The commerce is mostly electronic. The merchants hate making change. A hundred Zloty is rare (still it’s what ATM gave). Transit fares require tickets, or a Warsaw pass (for residents), there is no smart card here, and no credit card payment mechanism for some reason. The ticket machines do accept electronic payment, and are located at Metro stations and key Tram stations, but not every Tram station and not at bust stops. This is annoying for the non-resident.
In the hotel room, one seeks out TV for company. Only news and auto-tuned music videos are in English, but one recognises episodes of many other TV shows. They are hard to watch, though, because the imported TV shows are neither dubbed nor subtitled, instead they have voiceover narrator. This is a strange decision, where the male narrator is speaking over the female actress.
Convenience stores are in every building, most often it seems Zabka (little frog), but also noticeably smaller versions of hypermarket Carrefour, Lewiatan, and Biedronka. They provide what you would expect from a 7-11, though the prices are cheaper (everything is less expensive in Poland) and the bread is fresher (not fresh-fresh, but better than an American would expect from a convenience store). The shopping malls are thriving. They tend to be train-station adjacent.
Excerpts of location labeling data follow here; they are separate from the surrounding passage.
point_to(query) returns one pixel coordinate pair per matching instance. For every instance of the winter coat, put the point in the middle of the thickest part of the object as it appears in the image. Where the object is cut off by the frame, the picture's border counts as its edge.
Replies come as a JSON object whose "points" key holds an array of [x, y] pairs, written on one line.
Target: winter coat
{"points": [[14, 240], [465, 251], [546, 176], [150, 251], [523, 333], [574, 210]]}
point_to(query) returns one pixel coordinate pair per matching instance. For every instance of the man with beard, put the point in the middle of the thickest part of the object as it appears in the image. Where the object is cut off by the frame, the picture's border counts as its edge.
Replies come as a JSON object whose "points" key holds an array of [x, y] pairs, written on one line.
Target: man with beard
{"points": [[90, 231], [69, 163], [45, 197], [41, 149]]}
The Metro is very efficient for where it goes, with high frequency, as are the trams. Some of the stations are somewhat integrated between train and tram (running down the protected median), so under-street connectors will take you to the tram without having to cross the street. Apparently at-grade pedestrian crossings have been restored where previously there were only tunnels. So there is some work on reining in the car.